A identificação das mutações responsáveis pela CMH
leva a importante armamento diagnóstico. O presente diagnóstico é feito pelo ecocardiograma mostrando HVE, porém
isso não é evidente em muitos casos até a puberdade. No
entanto, é possível um diagnóstico genético antes ou em
qualquer tempo após o nascimento, o que requer uma simples coleta de sangue. O diagnóstico genético é importante
também nos casos em que a CMH é desenvolvida tardiamente devido a mutações associadas à baixa penetrância e
naqueles com hipertrofia decorrente de hipertensão arterial
em indivíduos jovens, indistinguível clinicamente. O teste
genético identifica os doentes de risco para desenvolver a
doença antes e independente da presença de sintomas ou
do desenvolvimento da hipertrofia. O teste fornece também
informações prognósticas, particularmente o risco de MS.
A necessidade de se determinar um indivíduo de alto risco
do subseqüente desenvolvimento de CMH e possível MS é
maior em crianças, antes do aparecimento da hipertrofia. A
habilidade para identificar e separar indivíduos com mutações de alto risco, daqueles sem mutação e, portanto, sem
risco de desenvolver a doença, fornece informações adicionais que suplementariam a habilidade clínica para tratar esses doentes.
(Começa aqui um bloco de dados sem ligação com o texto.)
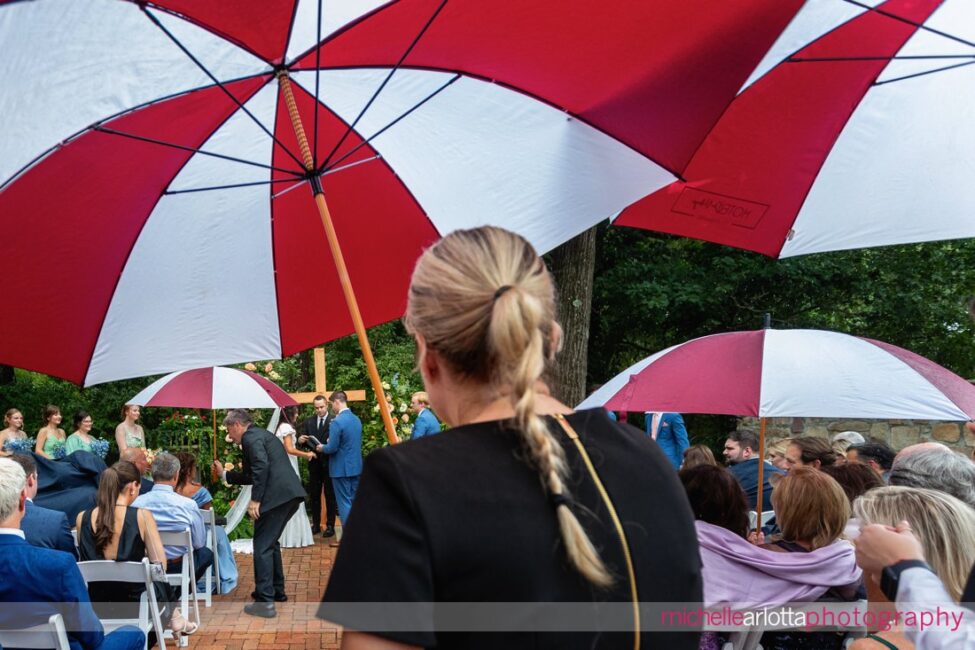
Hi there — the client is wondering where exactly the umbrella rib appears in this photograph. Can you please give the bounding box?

A indicação de intervenções como o implante
de desfibrilador deveria ser decidida após estratificação de
risco baseado na clínica e na genética. Portanto, os testes
genéticos de membros de famílias afetados com CMH determinam quem é normal e quem provavelmente vai desenvolver a doença, assim como fornece dados prognósticos
importantes para as crianças e indivíduos assintomáticos.
Por enquanto, a determinação genética é experimental
e realizada em poucos centros mundiais, além de ser procedimento de custo elevado. À medida que se tornar viável
trará vantagens para esses pacientes e suas respectivas famílias e alguns problemas, como por exemplo, o que fazer com
um indivíduo que é portador de uma mutação maligna, porém
assintomático e que poderá ter como primeiro sintoma a MS?
O que fazer com a criança portadora de CMH diagnosticada
geneticamente e que ainda não tem hipertrofia?
Estas e outras dúvidas deverão ser solucionadas no
decorrer do tempo. Por enquanto, novos genes e novas
mutações estão sendo descobertos a cada dia, ajudando a
elucidar a etiologia de uma doença que, até pouco tempo,
não era conhecida e que leva indivíduos jovens à morte.